Numerical Analysis and Comparisons

The paper includes rigorous numerical tests comparing Byrd-SAGA's performance with alternative approaches such as Byzantine-tolerant SGD and mini-batch SGD under various types of Byzantine attacks, namely Gaussian attacks, sign-flipping attacks, and zero-gradient attacks. Across multiple datasets, Byrd-SAGA consistently demonstrates superior robustness and convergence, primarily due to effective stochastic gradient noise reduction and the robustness of the geometric median aggregation.

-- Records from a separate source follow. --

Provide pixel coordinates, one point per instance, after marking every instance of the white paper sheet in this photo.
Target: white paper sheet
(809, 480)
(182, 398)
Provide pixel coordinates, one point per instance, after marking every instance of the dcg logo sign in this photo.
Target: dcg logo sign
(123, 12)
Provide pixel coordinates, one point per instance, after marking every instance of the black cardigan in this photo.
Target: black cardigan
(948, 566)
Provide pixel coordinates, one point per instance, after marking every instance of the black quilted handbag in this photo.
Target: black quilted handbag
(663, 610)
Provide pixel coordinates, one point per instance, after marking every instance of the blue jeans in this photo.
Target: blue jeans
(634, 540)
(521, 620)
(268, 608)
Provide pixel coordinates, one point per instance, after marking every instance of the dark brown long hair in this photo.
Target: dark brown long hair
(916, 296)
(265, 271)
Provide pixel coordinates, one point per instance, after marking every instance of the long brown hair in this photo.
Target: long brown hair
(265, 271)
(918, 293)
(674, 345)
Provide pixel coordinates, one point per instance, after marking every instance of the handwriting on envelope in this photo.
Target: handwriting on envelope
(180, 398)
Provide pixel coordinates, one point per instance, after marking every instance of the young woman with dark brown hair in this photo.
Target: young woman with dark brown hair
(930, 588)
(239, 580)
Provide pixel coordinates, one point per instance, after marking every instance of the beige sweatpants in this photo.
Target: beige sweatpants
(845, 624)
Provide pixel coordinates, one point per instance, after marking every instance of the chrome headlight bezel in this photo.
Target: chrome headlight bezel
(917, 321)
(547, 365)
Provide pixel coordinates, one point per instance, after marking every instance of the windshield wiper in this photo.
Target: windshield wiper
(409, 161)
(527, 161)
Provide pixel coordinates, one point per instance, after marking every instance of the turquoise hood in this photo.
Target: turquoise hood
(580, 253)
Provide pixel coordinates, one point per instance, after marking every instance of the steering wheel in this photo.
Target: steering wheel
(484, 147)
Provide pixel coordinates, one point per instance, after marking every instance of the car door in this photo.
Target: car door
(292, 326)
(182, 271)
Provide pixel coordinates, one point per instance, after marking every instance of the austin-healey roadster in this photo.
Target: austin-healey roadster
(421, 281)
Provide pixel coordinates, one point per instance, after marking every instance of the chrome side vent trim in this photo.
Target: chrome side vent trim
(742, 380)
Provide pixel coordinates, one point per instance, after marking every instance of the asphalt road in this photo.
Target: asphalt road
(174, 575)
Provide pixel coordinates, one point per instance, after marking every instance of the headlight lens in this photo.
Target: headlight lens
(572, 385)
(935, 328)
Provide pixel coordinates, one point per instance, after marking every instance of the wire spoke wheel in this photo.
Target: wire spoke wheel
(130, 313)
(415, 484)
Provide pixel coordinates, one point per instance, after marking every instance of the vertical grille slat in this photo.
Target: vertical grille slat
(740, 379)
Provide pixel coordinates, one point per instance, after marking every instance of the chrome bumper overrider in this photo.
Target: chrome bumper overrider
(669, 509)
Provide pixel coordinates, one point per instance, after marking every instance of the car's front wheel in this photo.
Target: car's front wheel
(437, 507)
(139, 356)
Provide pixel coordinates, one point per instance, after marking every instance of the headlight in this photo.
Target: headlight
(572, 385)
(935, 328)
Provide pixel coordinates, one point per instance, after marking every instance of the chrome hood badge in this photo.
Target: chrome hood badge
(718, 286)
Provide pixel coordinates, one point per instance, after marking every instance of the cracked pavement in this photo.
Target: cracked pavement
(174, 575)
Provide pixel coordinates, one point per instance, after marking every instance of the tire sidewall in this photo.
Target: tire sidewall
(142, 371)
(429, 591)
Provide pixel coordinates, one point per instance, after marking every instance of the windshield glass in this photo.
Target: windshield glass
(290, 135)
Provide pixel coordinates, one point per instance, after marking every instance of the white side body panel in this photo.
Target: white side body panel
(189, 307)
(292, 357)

Implications and Future Research Directions

The implications of this paper are significant, particularly in the context of secure decentralized machine learning applications where data integrity and robustness are critical. The proposed Byrd-SAGA can be further explored in fully decentralized networks, where no central authority exists, thus extending its applicability. Future research could incorporate alternative robust aggregation techniques and variance reduction methods, broadening the framework's efficacy in diverse adversarial settings.

This paper provides insightful contributions to the field of secure distributed learning. By addressing one of the critical challenges in federated learning systems—robustness to Byzantine attacks—this work paves the way for more reliable and scalable decentralized machine learning solutions.